Eenmaal in de stad Groningen doorkruis ik het ‘Noorderplantsoen’. Een prachtig mooi aangelegd stadspark met vijvers, fonteinen, zitjes, grasvelden, bloembakken en prachtige bomen. Een fraai leefgebied voor eenden, zwanen en allerlei andere soorten vogels. Het plantsoen is drukbezocht met mensen die er blijkbaar hun pauze doorbrengen, maar ook trimmers, verliefde paartjes en mensen die op het gras rustig met elkaar zitten te praten zijn er te zien. Het maakt in mij een gevoel van ontspanning los en de woorden; “Maak dich nit ummer zo druk, um nieks!”
De laatste paar honderd meter richting het station passeer ik nóg twee ophaalbruggen, waar ik wederom voor moet stoppen. Ja hoor, alweer diezelfde Duitsers! Langs een kade van de oude stad loop ik verder en passeer een bank met prullenbak. “Moet het dan áltijd zó zijn? Wat bezield mensen om iets zó achter te laten?”; vraag ik mij af.
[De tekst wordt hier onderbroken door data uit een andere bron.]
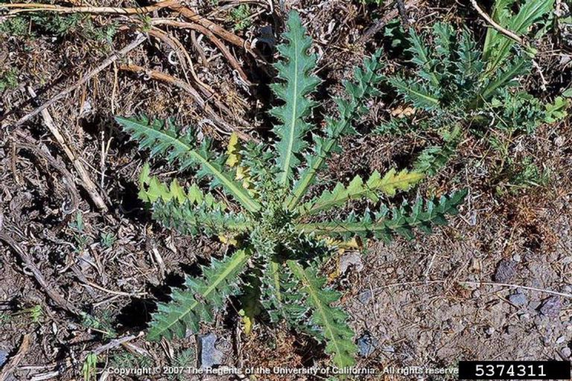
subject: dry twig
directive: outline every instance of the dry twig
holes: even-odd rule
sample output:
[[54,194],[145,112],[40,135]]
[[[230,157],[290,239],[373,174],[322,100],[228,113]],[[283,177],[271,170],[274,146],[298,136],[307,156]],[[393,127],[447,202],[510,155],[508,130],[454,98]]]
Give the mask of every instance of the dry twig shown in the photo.
[[[31,87],[28,87],[28,93],[32,97],[35,97],[36,94],[34,92],[34,90]],[[95,183],[92,181],[92,179],[89,177],[89,175],[88,171],[85,170],[84,165],[81,163],[81,162],[78,159],[77,156],[73,153],[72,151],[72,149],[66,143],[65,139],[63,135],[59,132],[59,130],[58,129],[55,123],[54,122],[53,119],[51,118],[51,115],[48,112],[47,109],[42,110],[42,118],[43,119],[43,122],[46,125],[48,130],[51,133],[51,134],[54,135],[55,138],[55,140],[58,141],[59,145],[61,146],[62,149],[66,153],[67,158],[72,161],[72,163],[74,167],[76,168],[76,170],[77,171],[78,174],[80,175],[80,183],[83,185],[84,189],[85,189],[86,191],[89,195],[91,198],[92,200],[96,204],[99,209],[103,211],[107,211],[108,208],[105,205],[105,203],[103,200],[101,196],[100,195],[99,192],[97,191],[97,187],[96,186]]]
[[21,118],[19,120],[16,122],[15,126],[19,126],[22,123],[25,123],[47,107],[53,105],[60,99],[63,98],[72,91],[73,91],[76,89],[87,82],[90,79],[97,75],[104,69],[140,45],[146,39],[147,37],[142,34],[137,36],[137,38],[136,38],[132,42],[129,43],[121,50],[114,53],[110,56],[104,60],[104,61],[102,62],[101,63],[100,63],[97,67],[84,75],[75,84],[64,89],[62,91],[50,98],[49,101],[35,109],[31,113],[30,113],[25,116]]
[[211,42],[214,44],[216,47],[219,48],[219,50],[220,50],[221,53],[223,53],[223,55],[224,56],[225,58],[227,59],[229,63],[231,64],[232,68],[238,72],[239,74],[240,75],[240,78],[243,79],[243,81],[246,82],[247,85],[252,85],[250,81],[248,81],[248,77],[246,73],[244,73],[242,66],[236,61],[236,58],[235,58],[232,55],[231,51],[227,47],[226,45],[224,45],[224,43],[214,35],[214,34],[211,31],[211,30],[209,28],[194,22],[182,22],[181,21],[176,21],[174,20],[165,19],[154,19],[151,21],[151,23],[153,25],[164,24],[178,28],[192,29],[196,30],[200,33],[204,34],[207,38],[210,40]]
[[154,12],[162,8],[170,7],[178,4],[177,0],[166,0],[158,2],[154,5],[139,8],[121,8],[117,7],[62,7],[51,4],[38,3],[0,4],[0,9],[7,8],[14,10],[9,14],[21,12],[37,12],[38,11],[49,11],[58,13],[111,13],[114,14],[142,14]]
[[[406,1],[404,6],[404,9],[405,10],[407,8],[415,6],[420,3],[423,0],[408,0]],[[366,31],[363,35],[359,38],[357,41],[356,42],[356,45],[360,45],[365,43],[366,42],[370,39],[374,35],[382,30],[382,28],[384,27],[387,23],[392,20],[393,19],[399,15],[399,9],[394,8],[391,10],[388,11],[386,14],[383,15],[379,20],[375,22],[372,26],[370,27],[369,29]]]
[[[125,70],[126,71],[144,73],[150,78],[166,82],[167,83],[169,83],[178,87],[179,89],[185,90],[193,97],[198,106],[205,110],[205,112],[209,118],[213,119],[213,121],[216,122],[218,125],[224,128],[227,131],[236,132],[237,135],[240,137],[241,138],[245,140],[255,140],[252,137],[245,134],[239,129],[225,122],[220,117],[217,115],[214,110],[213,110],[213,109],[208,104],[206,104],[205,100],[202,99],[202,97],[201,97],[201,95],[197,92],[197,90],[196,90],[194,88],[186,82],[161,71],[146,69],[143,67],[142,66],[139,66],[136,65],[119,65],[119,69],[120,70]],[[246,122],[241,121],[241,123],[245,124]]]
[[2,368],[2,372],[0,372],[0,381],[4,381],[7,378],[8,376],[11,374],[14,370],[16,368],[18,364],[20,363],[22,359],[26,355],[27,352],[28,350],[30,349],[30,334],[26,334],[22,338],[22,343],[20,344],[20,348],[18,350],[18,352],[16,354],[10,359],[10,361],[5,365]]
[[53,288],[46,281],[43,274],[39,271],[38,267],[34,263],[31,255],[27,251],[25,251],[20,247],[19,244],[16,242],[11,236],[0,231],[0,240],[5,242],[9,246],[12,248],[20,258],[20,260],[23,262],[26,267],[31,271],[36,282],[39,284],[46,294],[53,300],[60,308],[65,310],[70,313],[77,316],[81,316],[81,311],[76,308],[73,304],[66,300],[63,296],[59,295],[54,288]]
[[478,13],[478,14],[480,14],[481,17],[485,19],[485,21],[486,21],[487,22],[490,24],[491,27],[500,32],[509,38],[514,40],[525,47],[526,46],[526,44],[525,43],[522,38],[518,36],[514,32],[500,26],[496,23],[494,20],[491,18],[490,17],[484,12],[484,11],[480,9],[479,5],[476,3],[476,0],[471,0],[471,5],[472,6],[472,7],[475,9],[475,10],[476,10],[477,13]]

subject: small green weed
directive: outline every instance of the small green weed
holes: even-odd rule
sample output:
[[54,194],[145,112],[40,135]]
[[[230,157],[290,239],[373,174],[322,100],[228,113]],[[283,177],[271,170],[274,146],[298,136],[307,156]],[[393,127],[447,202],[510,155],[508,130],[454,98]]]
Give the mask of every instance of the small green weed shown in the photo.
[[111,312],[105,310],[101,316],[97,317],[85,314],[82,316],[82,325],[103,334],[104,338],[113,339],[117,337],[117,332],[113,328],[113,317]]
[[233,9],[229,14],[230,21],[235,23],[232,30],[236,31],[250,27],[252,25],[252,21],[250,18],[251,15],[251,7],[248,4],[241,4]]
[[0,23],[0,33],[22,37],[29,34],[29,22],[21,16],[11,17]]
[[110,232],[101,232],[100,235],[100,242],[101,245],[106,248],[111,248],[113,244],[117,240],[117,236]]
[[146,356],[137,356],[129,352],[122,351],[114,354],[109,359],[112,368],[147,368],[153,365],[153,360]]
[[18,87],[18,69],[15,67],[0,71],[0,91]]
[[96,371],[97,370],[97,355],[90,353],[84,362],[81,368],[81,374],[84,376],[84,381],[92,381],[97,379]]
[[[191,366],[194,359],[194,350],[192,348],[189,348],[177,352],[173,359],[172,365],[174,368],[185,369]],[[188,376],[188,373],[183,371],[178,374],[170,374],[168,378],[169,380],[185,381]]]

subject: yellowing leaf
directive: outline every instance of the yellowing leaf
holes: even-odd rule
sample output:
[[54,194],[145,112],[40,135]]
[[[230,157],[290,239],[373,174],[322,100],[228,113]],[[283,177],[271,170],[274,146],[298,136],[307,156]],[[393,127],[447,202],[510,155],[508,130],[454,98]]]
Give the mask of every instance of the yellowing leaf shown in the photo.
[[227,146],[227,154],[228,155],[227,158],[227,165],[233,167],[240,163],[240,161],[242,160],[242,157],[240,154],[241,148],[240,142],[239,141],[239,135],[236,133],[232,133],[228,141],[228,146]]
[[225,243],[226,244],[231,245],[233,246],[236,246],[238,244],[239,242],[236,240],[234,236],[226,236],[223,235],[222,234],[219,236],[219,239],[223,243]]

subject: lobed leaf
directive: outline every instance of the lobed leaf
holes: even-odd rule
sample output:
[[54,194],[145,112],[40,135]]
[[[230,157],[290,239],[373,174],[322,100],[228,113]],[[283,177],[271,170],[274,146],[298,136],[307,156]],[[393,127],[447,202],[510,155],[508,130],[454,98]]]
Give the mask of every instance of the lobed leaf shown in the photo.
[[363,238],[375,236],[390,241],[399,234],[408,239],[415,238],[414,229],[416,228],[426,234],[432,232],[431,225],[445,225],[447,215],[455,215],[459,212],[457,207],[466,196],[466,189],[458,191],[448,196],[442,196],[437,202],[423,200],[412,206],[407,203],[399,208],[391,211],[387,208],[376,214],[375,218],[367,212],[362,218],[351,215],[343,222],[329,221],[302,223],[298,228],[307,234],[313,232],[317,235],[341,237],[343,239],[357,235]]
[[332,153],[340,150],[338,139],[342,136],[357,133],[352,123],[367,112],[364,107],[366,100],[379,94],[376,86],[383,78],[378,73],[382,66],[380,61],[382,53],[379,50],[364,60],[363,69],[358,67],[354,71],[353,82],[344,81],[348,99],[336,99],[339,115],[337,118],[326,118],[325,137],[313,137],[313,151],[306,156],[307,166],[295,184],[292,196],[285,201],[287,208],[292,210],[296,207],[314,183],[318,171],[325,167],[325,161]]
[[303,138],[311,128],[304,118],[315,103],[307,97],[320,83],[320,79],[311,74],[316,61],[315,55],[308,53],[312,39],[306,34],[297,12],[290,13],[287,27],[288,30],[283,35],[288,42],[277,47],[287,61],[275,65],[279,78],[284,82],[272,86],[276,96],[285,103],[271,110],[280,122],[273,131],[279,139],[276,145],[276,165],[280,170],[278,181],[285,187],[289,185],[293,169],[300,163],[297,155],[305,148]]
[[324,191],[316,199],[302,206],[299,211],[303,215],[313,214],[343,205],[349,200],[361,198],[377,202],[379,200],[380,192],[393,196],[398,190],[408,190],[424,177],[419,172],[409,172],[404,169],[396,173],[393,169],[388,171],[383,177],[379,172],[375,171],[365,183],[361,177],[356,175],[347,187],[338,183],[331,192]]
[[224,171],[220,160],[213,157],[209,141],[205,139],[195,148],[194,137],[189,133],[180,133],[168,120],[162,123],[152,122],[145,117],[116,117],[116,120],[133,139],[139,141],[140,149],[150,150],[152,156],[161,155],[169,163],[178,162],[182,170],[198,166],[200,169],[198,177],[210,176],[213,178],[212,186],[222,186],[248,211],[260,210],[258,202]]
[[213,259],[210,267],[203,267],[202,277],[188,277],[184,289],[174,288],[172,300],[158,304],[147,338],[156,341],[162,337],[184,338],[188,330],[196,333],[201,322],[212,322],[228,296],[237,293],[238,277],[249,255],[241,250],[222,260]]
[[341,308],[331,306],[339,300],[340,293],[325,287],[326,279],[318,276],[316,269],[304,268],[294,260],[288,260],[288,266],[301,283],[300,290],[307,296],[306,301],[312,310],[310,322],[325,339],[325,352],[332,355],[338,367],[353,366],[357,347],[353,343],[353,332],[347,324],[348,315]]

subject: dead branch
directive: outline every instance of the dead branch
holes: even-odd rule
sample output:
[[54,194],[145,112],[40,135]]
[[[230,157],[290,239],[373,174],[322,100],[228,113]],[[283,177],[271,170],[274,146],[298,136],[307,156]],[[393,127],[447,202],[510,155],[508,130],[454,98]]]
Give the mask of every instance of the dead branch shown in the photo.
[[58,13],[111,13],[114,14],[142,14],[150,13],[166,8],[174,5],[177,5],[177,0],[166,0],[158,2],[154,5],[140,8],[121,8],[117,7],[62,7],[59,5],[51,4],[41,4],[38,3],[0,4],[0,9],[2,8],[11,9],[14,10],[9,12],[9,14],[19,13],[21,12],[36,12],[38,11],[49,11]]
[[[72,199],[70,210],[68,211],[67,212],[70,213],[72,211],[77,210],[78,206],[80,204],[80,192],[78,191],[77,188],[76,187],[76,183],[74,181],[73,177],[69,173],[69,171],[67,170],[67,169],[62,163],[56,161],[47,150],[41,149],[38,146],[39,143],[38,141],[31,137],[27,135],[21,131],[17,131],[15,135],[21,139],[17,142],[18,145],[18,147],[16,147],[17,151],[18,148],[21,147],[32,151],[36,156],[43,158],[50,165],[62,174],[62,175],[65,179],[65,183],[69,191],[70,197]],[[50,171],[48,171],[47,172],[48,173],[51,173]]]
[[[185,90],[188,93],[189,95],[190,95],[197,104],[198,104],[201,108],[205,110],[205,113],[209,118],[221,126],[227,131],[236,132],[237,135],[245,140],[256,141],[256,139],[252,137],[245,134],[239,129],[225,122],[208,104],[206,104],[205,100],[202,99],[202,97],[201,97],[201,95],[197,92],[197,90],[196,90],[194,87],[186,82],[181,81],[178,78],[176,78],[174,77],[169,75],[166,73],[162,73],[162,71],[146,69],[145,67],[143,67],[142,66],[139,66],[136,65],[119,65],[119,69],[120,70],[125,70],[126,71],[145,74],[150,78],[169,83],[178,87],[179,89]],[[246,123],[246,122],[244,121],[244,123]]]
[[210,86],[201,81],[197,76],[197,73],[194,71],[194,67],[193,65],[193,61],[191,59],[189,55],[189,53],[187,53],[186,50],[185,49],[183,45],[181,43],[180,41],[164,31],[154,26],[152,27],[151,29],[149,30],[149,35],[152,35],[169,45],[177,54],[177,56],[178,57],[179,61],[183,66],[183,68],[188,67],[189,71],[190,71],[190,75],[193,77],[193,80],[199,85],[201,88],[201,92],[204,96],[207,98],[212,97],[213,94],[214,93],[214,91]]
[[[34,98],[36,97],[36,94],[34,92],[31,87],[29,86],[27,90],[28,93],[30,93],[31,96]],[[51,115],[50,115],[47,109],[42,110],[41,114],[44,124],[46,125],[47,129],[50,130],[51,134],[55,138],[55,140],[59,143],[62,149],[63,150],[67,158],[76,168],[76,170],[77,171],[80,179],[79,182],[81,183],[84,189],[88,192],[88,194],[89,195],[92,200],[96,204],[96,206],[104,212],[107,211],[107,206],[105,205],[105,202],[104,201],[103,198],[102,198],[97,191],[97,187],[94,182],[92,181],[92,179],[89,177],[88,171],[84,167],[84,165],[82,164],[81,162],[78,158],[77,155],[72,152],[72,149],[66,142],[65,138],[59,132],[59,130],[55,125],[55,123],[54,122],[54,119],[52,119]]]
[[40,287],[45,291],[46,294],[50,299],[60,308],[65,310],[70,314],[77,316],[81,316],[81,311],[76,308],[73,304],[66,300],[63,296],[58,294],[54,288],[47,284],[43,274],[39,271],[38,267],[34,263],[31,255],[27,251],[25,251],[20,247],[19,244],[16,242],[11,236],[8,235],[5,230],[0,230],[0,240],[3,241],[9,246],[12,248],[18,255],[20,260],[23,263],[26,267],[31,271],[35,279]]
[[524,41],[521,37],[518,36],[514,32],[500,26],[496,23],[494,20],[491,18],[490,17],[484,12],[484,11],[480,9],[479,5],[476,3],[476,0],[471,0],[471,5],[472,6],[472,7],[475,9],[475,10],[476,10],[487,22],[490,24],[490,26],[492,27],[493,29],[496,29],[497,31],[511,40],[518,42],[523,46],[526,46],[526,44],[525,43]]
[[102,62],[100,64],[99,66],[98,66],[97,67],[96,67],[93,70],[89,71],[85,75],[84,75],[80,79],[80,81],[78,81],[73,86],[71,86],[64,89],[62,91],[56,94],[55,95],[51,98],[49,101],[45,102],[41,106],[35,109],[31,113],[30,113],[26,115],[21,118],[19,120],[16,122],[15,126],[19,126],[22,123],[25,123],[27,121],[30,120],[35,115],[41,113],[42,111],[43,111],[47,107],[53,105],[59,99],[63,98],[72,91],[73,91],[76,89],[78,88],[80,86],[82,86],[82,85],[87,82],[88,81],[89,81],[90,79],[91,79],[92,77],[97,75],[98,73],[103,70],[104,69],[110,65],[115,61],[117,61],[117,59],[122,57],[125,54],[126,54],[127,53],[131,51],[136,47],[140,45],[146,39],[147,39],[146,36],[142,34],[139,35],[138,36],[137,36],[137,38],[136,38],[134,41],[129,43],[128,45],[124,47],[121,50],[114,53],[110,56],[109,56],[105,60],[104,60],[104,61]]
[[[407,1],[406,1],[405,3],[403,4],[404,9],[402,10],[402,11],[404,11],[407,8],[410,8],[417,5],[422,1],[423,1],[423,0],[408,0]],[[369,29],[366,30],[363,35],[359,38],[356,42],[356,45],[360,45],[366,43],[366,42],[373,37],[376,33],[381,30],[383,27],[387,25],[387,23],[399,15],[400,10],[399,9],[399,6],[398,4],[398,8],[394,7],[391,10],[387,11],[383,17],[379,20],[377,20],[375,22],[375,23],[371,26]]]
[[20,348],[18,350],[18,352],[2,367],[2,372],[0,372],[0,381],[5,381],[8,378],[8,376],[14,371],[14,370],[16,368],[16,367],[20,363],[22,359],[24,358],[24,356],[26,355],[28,350],[30,349],[31,337],[30,334],[26,334],[22,338],[22,343],[20,344]]
[[[240,48],[248,50],[247,42],[233,33],[231,33],[226,29],[217,25],[212,21],[205,17],[197,14],[194,11],[190,8],[185,7],[180,4],[178,2],[175,2],[175,4],[171,4],[168,6],[170,9],[180,13],[185,18],[188,19],[193,22],[200,25],[204,28],[212,33],[218,35],[221,38],[230,42],[231,43],[238,46]],[[202,33],[202,32],[201,32]]]
[[248,77],[247,76],[246,73],[244,73],[244,71],[243,70],[242,66],[236,61],[236,58],[235,58],[235,56],[233,56],[230,52],[226,45],[224,45],[224,43],[214,35],[209,29],[205,27],[203,25],[194,22],[182,22],[181,21],[176,21],[174,20],[165,19],[152,20],[151,21],[151,23],[153,25],[170,25],[171,26],[174,26],[178,28],[193,29],[194,30],[196,30],[200,33],[204,34],[207,38],[210,40],[210,41],[214,44],[217,48],[219,48],[219,50],[220,50],[221,53],[223,53],[223,55],[224,56],[225,58],[227,59],[229,63],[231,64],[232,68],[238,72],[239,75],[240,75],[240,78],[243,79],[243,81],[245,81],[247,85],[252,85],[248,80]]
Ik betrap mij erop dat ik boos wordt en bedenk; “Is dit nu de manier waarop wij als mensen met elkaar wensen om te gaan?”; en ik besluit die gedachte met de woorden “Zó zal het in ieder geval níet bedoeld zijn!”
Ik loop maar snel verder en probeer die gedachten los te laten. Om 14.45 uur kom ik aan bij station Groningen. Ik maak wat afsluitende foto’s, check alvast in en zorg voor een drankje gedurende de thuisreis. Koop snel een ‘klein frietje met’ en zoek de trein van 15.16 uur op richting Utrecht. Ik plof achterover in een eerste klas stoel en doe m’n schoenen uit. Een heerlijk ‘vakantiegevoel’ maakt zich van mij meester, al helemaal in het besef dat ik de eerstkomende drie weken niet hoef te werken. Vanuit m’n luie stoel zie ik onderweg op de stations allemaal oranjekleurige mensen, die op weg zijn naar een of ander groot videoscherm. Zij gaan ‘Oranje’ toejuichen in de wedstrijd tegen Australië. Ik juich echter van ‘binnen’, omdat ik opnieuw een onontdekt stukje Nederland heb mogen ontdekken.